I'm trying to run the CD to set-up my router however during the intial set-up it can't seem to locate the router, however its listed with full bars signal. The CD keeps saying it can't locate the router but its listed there. I can configure the router manually through the browser however that option doesn't give me the options to change the name of my network for the dual bands. 

Tried restarting, rebooting, resetting the router....going on 2 hrs now. Any help??


----------



## lorjack (Nov 15, 2007)

You need to plug into it with a wire to do the initial setup, it won't work wirelessly. And manually configuring it gives you full access to every setting in the router, you'll find your dual band settings under the wireless section.


----------



## Baldie559 (Nov 30, 2006)

*Linksys Cisco E2500 Setup Issue*

I'm going through the process of setting up this router but for some reason, using the CD software, when its at the step where my laptop tries to search for the router it can't locate it. Weird thing is its listed in the available networks with full strength. I've tried everything from rebooting my laptop, resetting the router, etc. and the setup process still can't locate the router. 

I can access the router through the browser (http://192.168.1.1) but I don't have the option to rename my router or the dual bands, that has to be done through the CD setup process (installing cisco connect) but can't seem to move past "searching for router". 

Any help??


----------



## Baldie559 (Nov 30, 2006)

lorjack said:


> You need to plug into it with a wire to do the initial setup, it won't work wirelessly. And manually configuring it gives you full access to every setting in the router, you'll find your dual band settings under the wireless section.


I've tried plugging my laptop into the router but still got nowhere. I can access the router manually however some things I can't do via the browser setup:

*Can't change the network name
*Can't change the SSID of the dual bands

I mean I can connect to the internet, set-up security/etc....but setting up the SSID's is an issue. I'm not sure I"m getting the full-setup without going through the CD. I've never had to use the CD to set up previous routers but this one seems like I need to. My internet connection seems choppy also. I just returned a Dlink 615 N router for this dual band model and didn't have any issues with the Dlink. I opted to go to the dual band but didn't think I'd run into any issues.


----------



## lorjack (Nov 15, 2007)

Did you change the config view? If its set to WiFi setup it won't let you change anything, it needs to be set to manual. Its at the top of the same page with the dual band settings.


----------



## Phou (May 26, 2011)

*Re: Linksys Cisco E2500 Setup Issue*

Have you tried using a cable connection? Not sure why you would need the CD to configure any setting on the router, it should all be available through the web gui.

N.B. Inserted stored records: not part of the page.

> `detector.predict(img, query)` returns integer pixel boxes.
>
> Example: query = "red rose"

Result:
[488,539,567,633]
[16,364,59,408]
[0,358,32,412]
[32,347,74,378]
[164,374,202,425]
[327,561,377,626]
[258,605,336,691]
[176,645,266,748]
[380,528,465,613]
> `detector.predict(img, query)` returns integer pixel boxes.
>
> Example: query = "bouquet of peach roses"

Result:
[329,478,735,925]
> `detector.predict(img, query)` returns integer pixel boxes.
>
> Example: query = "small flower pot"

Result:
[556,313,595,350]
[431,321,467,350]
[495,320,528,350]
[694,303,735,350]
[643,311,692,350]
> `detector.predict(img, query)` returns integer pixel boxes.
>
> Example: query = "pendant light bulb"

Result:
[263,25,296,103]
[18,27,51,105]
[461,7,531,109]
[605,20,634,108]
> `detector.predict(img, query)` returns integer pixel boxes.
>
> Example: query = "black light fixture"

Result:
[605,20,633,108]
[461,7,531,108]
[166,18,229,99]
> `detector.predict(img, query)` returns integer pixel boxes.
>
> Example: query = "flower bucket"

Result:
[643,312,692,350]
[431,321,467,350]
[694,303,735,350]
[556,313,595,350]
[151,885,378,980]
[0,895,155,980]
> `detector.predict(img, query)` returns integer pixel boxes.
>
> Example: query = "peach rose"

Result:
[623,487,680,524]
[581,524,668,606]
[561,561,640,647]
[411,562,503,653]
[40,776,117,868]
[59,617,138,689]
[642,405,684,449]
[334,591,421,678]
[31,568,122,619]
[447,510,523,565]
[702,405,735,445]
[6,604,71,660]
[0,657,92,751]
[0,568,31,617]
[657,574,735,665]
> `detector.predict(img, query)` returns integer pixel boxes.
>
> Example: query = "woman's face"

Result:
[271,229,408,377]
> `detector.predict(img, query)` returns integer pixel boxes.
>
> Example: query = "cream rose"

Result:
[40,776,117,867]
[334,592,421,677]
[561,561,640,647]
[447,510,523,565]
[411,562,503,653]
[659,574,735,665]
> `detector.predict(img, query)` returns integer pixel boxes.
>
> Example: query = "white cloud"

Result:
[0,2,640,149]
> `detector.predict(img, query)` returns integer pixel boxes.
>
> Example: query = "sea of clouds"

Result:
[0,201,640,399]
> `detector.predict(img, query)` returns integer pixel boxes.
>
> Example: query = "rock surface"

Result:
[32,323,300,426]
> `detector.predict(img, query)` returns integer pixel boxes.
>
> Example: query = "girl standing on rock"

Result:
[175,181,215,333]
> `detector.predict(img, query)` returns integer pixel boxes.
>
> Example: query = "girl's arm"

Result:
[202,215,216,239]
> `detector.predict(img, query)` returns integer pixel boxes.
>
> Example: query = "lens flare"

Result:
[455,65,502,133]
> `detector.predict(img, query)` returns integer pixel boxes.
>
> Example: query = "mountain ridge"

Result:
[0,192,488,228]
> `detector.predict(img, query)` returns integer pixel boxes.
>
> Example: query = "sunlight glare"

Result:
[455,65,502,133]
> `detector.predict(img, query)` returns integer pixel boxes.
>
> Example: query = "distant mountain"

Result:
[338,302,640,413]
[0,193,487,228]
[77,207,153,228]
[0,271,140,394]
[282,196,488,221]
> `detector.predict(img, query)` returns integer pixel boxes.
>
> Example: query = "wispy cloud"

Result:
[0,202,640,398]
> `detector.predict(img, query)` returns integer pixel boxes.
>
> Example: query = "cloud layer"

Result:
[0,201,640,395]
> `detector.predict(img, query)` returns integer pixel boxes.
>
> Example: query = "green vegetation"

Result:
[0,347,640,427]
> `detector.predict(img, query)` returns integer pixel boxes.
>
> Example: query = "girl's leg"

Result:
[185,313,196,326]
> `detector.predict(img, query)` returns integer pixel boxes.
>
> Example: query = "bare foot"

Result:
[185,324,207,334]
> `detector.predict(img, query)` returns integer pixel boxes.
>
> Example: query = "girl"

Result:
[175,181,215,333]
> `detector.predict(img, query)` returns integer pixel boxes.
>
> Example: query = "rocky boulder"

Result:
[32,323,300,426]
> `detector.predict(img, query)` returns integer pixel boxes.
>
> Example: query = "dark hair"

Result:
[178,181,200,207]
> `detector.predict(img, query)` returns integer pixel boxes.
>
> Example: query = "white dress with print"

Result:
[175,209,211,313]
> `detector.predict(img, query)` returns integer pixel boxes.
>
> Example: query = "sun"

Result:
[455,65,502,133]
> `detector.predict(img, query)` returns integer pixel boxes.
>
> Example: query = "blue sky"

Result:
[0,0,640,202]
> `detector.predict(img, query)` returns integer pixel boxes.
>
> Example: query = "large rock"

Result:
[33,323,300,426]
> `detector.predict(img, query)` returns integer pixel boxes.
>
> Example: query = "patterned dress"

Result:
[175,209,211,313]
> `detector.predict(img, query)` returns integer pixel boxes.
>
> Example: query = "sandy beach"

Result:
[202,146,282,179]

Unless this is some kind of issue Linksys has done then it's a poor decision to rely on a CD to do basic configuration.


----------



## 2xg (Aug 5, 2009)

*Re: Linksys Cisco E2500 Setup Issue*

Hi Baldie559,

I have merged your other thread here, since they are similar issues. 

========================
Here's the Manual for your Router.

You may always start fresh by resetting your router to the factory default setting.


----------